Some of us
naturally associate brevity and concision with craftsmanship and seriousness of
intent. Flab and the longueurs of self-expression suggest a shoddy indifference
to readers and the business at hand. In a letter written on Dec. 11, 1962, Yvor
Winters thanks his former student, Charles Gullans, for dedicating his first
collection, Arrivals and Departures (University of Minnesota Press,
1962), to him (“magister ludi”). Winters also thanks him for “the poem
addressed to me,” which I assume is “Herr Doktor Addresses His Students”:
“Come,
let us teach
The virtue
of plain speech
And
plainer actions.
Enough of
old distractions.
I’m sick of
muddled thought
Which
has slain kings
And kingdoms
with confusion.
Its wars are
always fought
To justify
illusion
And hide the
heart of things.
“Words
should be brief
Lest action
come to grief
And
be disrupted.
Where
manners are corrupted,
There
language imitates
The
public riot
In an excess
of kind.
Each word
delineates
The true
shape of the mind
And the mind’s
true disquiet.”
The poem is conspicuously
Wintersian, and develops themes found in such poems as “On Teaching the Young”

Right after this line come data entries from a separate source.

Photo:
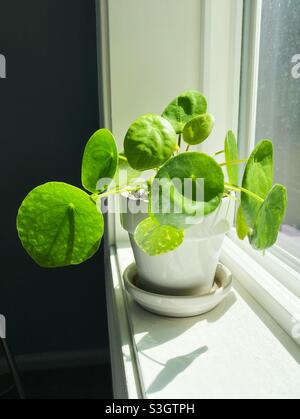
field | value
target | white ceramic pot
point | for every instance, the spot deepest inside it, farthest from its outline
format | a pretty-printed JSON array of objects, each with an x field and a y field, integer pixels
[{"x": 192, "y": 267}]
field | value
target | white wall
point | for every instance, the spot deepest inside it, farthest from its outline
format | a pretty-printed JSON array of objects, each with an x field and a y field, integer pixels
[{"x": 155, "y": 54}]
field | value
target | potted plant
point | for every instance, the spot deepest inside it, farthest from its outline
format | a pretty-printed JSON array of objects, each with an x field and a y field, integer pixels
[{"x": 176, "y": 216}]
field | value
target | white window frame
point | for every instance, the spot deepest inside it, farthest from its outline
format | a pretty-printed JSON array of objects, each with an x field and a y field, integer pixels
[{"x": 272, "y": 282}]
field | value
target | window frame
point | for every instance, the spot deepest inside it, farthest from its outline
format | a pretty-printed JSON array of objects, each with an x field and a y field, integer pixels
[{"x": 248, "y": 105}]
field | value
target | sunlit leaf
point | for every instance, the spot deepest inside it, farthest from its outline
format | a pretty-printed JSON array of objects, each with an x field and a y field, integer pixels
[
  {"x": 269, "y": 219},
  {"x": 192, "y": 185},
  {"x": 184, "y": 108},
  {"x": 149, "y": 142},
  {"x": 59, "y": 225},
  {"x": 155, "y": 239},
  {"x": 198, "y": 129},
  {"x": 242, "y": 228},
  {"x": 125, "y": 174},
  {"x": 258, "y": 178}
]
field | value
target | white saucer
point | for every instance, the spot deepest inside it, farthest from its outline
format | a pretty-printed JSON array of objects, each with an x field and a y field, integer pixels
[{"x": 179, "y": 306}]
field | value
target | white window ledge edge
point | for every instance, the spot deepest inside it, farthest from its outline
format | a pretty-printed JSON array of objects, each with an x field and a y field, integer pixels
[
  {"x": 125, "y": 374},
  {"x": 272, "y": 295}
]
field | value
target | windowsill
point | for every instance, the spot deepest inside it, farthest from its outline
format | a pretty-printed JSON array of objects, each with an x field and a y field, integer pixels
[{"x": 236, "y": 351}]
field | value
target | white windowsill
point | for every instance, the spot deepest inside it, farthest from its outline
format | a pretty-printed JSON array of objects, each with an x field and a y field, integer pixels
[{"x": 237, "y": 351}]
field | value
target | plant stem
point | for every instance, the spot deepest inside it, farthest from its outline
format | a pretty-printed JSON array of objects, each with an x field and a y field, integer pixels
[
  {"x": 218, "y": 153},
  {"x": 118, "y": 191},
  {"x": 179, "y": 141},
  {"x": 234, "y": 162},
  {"x": 240, "y": 189}
]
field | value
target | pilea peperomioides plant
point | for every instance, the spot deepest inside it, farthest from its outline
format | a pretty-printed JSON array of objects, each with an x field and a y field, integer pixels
[{"x": 60, "y": 225}]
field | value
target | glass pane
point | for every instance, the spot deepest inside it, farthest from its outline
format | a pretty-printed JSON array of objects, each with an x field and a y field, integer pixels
[{"x": 278, "y": 112}]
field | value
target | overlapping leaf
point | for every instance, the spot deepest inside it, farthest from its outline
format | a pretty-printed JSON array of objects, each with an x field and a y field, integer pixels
[
  {"x": 258, "y": 179},
  {"x": 198, "y": 129},
  {"x": 155, "y": 239},
  {"x": 100, "y": 161},
  {"x": 191, "y": 185}
]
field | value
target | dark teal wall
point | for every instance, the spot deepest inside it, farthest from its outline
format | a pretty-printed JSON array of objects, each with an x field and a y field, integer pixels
[{"x": 48, "y": 109}]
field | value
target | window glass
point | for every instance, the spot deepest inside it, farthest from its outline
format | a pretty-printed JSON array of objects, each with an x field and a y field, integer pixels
[{"x": 278, "y": 106}]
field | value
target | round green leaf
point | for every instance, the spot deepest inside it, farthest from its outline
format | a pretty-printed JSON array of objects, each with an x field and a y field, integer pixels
[
  {"x": 100, "y": 161},
  {"x": 155, "y": 239},
  {"x": 181, "y": 204},
  {"x": 242, "y": 228},
  {"x": 59, "y": 225},
  {"x": 198, "y": 129},
  {"x": 258, "y": 178},
  {"x": 231, "y": 155},
  {"x": 269, "y": 219},
  {"x": 184, "y": 108},
  {"x": 149, "y": 142}
]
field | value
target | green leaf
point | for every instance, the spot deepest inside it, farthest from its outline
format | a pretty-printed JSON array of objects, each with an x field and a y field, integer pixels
[
  {"x": 125, "y": 174},
  {"x": 258, "y": 178},
  {"x": 242, "y": 228},
  {"x": 155, "y": 239},
  {"x": 269, "y": 219},
  {"x": 100, "y": 161},
  {"x": 181, "y": 205},
  {"x": 59, "y": 225},
  {"x": 231, "y": 155},
  {"x": 198, "y": 129},
  {"x": 184, "y": 108},
  {"x": 149, "y": 142}
]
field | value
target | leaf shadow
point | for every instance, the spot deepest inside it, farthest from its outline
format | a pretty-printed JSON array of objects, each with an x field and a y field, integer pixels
[
  {"x": 173, "y": 368},
  {"x": 172, "y": 327}
]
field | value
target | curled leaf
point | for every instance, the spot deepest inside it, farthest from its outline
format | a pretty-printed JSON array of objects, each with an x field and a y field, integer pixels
[
  {"x": 155, "y": 239},
  {"x": 188, "y": 187},
  {"x": 149, "y": 142},
  {"x": 185, "y": 107}
]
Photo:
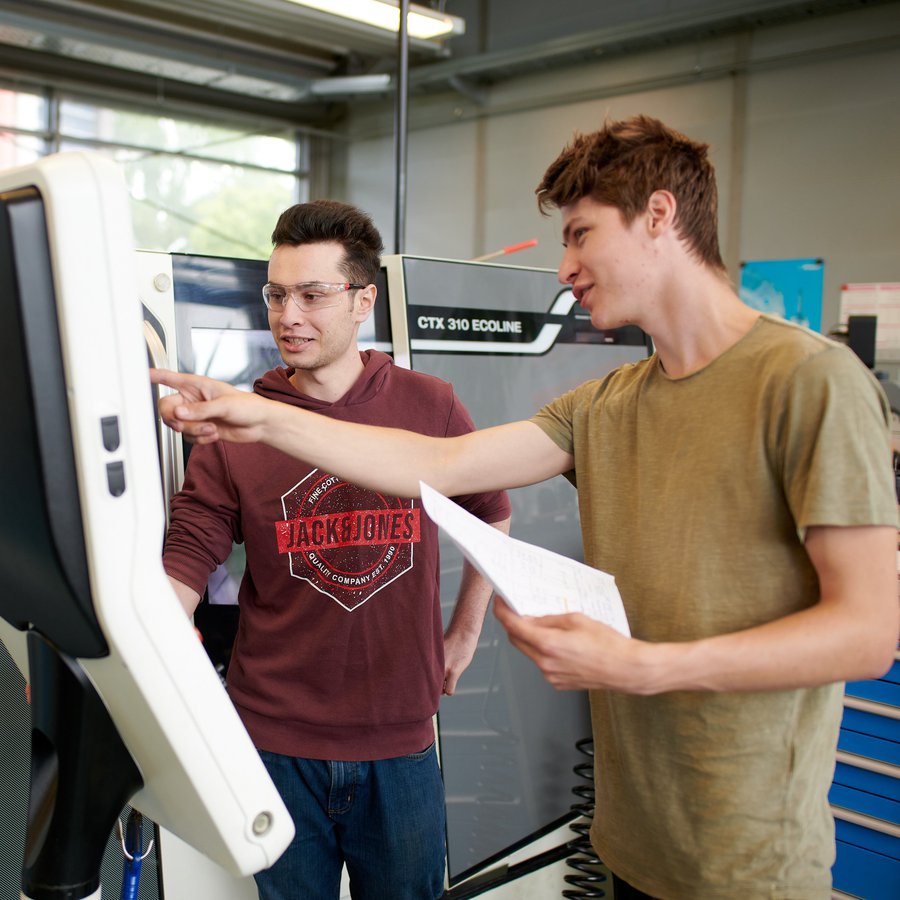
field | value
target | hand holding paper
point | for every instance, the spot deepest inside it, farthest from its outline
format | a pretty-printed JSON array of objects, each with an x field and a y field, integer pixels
[{"x": 533, "y": 581}]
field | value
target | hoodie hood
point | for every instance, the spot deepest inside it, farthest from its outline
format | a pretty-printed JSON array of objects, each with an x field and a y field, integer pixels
[{"x": 275, "y": 384}]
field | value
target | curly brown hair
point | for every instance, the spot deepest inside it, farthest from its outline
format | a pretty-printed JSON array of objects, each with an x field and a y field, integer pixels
[{"x": 624, "y": 162}]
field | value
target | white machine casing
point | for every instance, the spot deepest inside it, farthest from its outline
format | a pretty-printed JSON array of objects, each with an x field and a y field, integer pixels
[{"x": 203, "y": 778}]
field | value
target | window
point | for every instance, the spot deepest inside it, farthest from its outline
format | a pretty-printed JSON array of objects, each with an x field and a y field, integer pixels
[{"x": 195, "y": 187}]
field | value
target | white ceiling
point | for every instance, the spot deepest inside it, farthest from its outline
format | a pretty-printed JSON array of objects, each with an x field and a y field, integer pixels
[{"x": 274, "y": 58}]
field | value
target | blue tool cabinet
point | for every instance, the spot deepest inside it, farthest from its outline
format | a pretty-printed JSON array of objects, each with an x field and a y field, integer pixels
[{"x": 865, "y": 795}]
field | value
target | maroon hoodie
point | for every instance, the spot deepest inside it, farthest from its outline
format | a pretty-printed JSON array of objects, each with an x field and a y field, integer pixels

and “To a Young Writer.” Gullans condemns the imitative fallacy (“There
language imitates / The public riot”), the customary rationalization for haphazard
writing. Words are suffused with the sensibility deploying them. Ego is the
enemy of good work. I sought out Gullans’ poem and Winters’ letter after
reading James Matthew Wilson’s “The Half-Empty Auditorium”:
“I have
noticed that very few poets enjoy sitting and reading other poets’ work. This
is not because ‘most of the poetry in any age is bad,’ but because most poetry
written and published today is produced within a body of conventions that guide
poets in banal, opaque, nonsensical directions—directions that no one, save
another poet looking for something to copy, would willingly follow. It is the
hack work of the incompetent yet ambitious, a professional parlance with
nothing amatory about it suitable for the amateur: but literature is for
amateurs or it is for nothing.”
[The quoted
letter can be found in The Selected Letters of Yvor Winters (ed. R.L.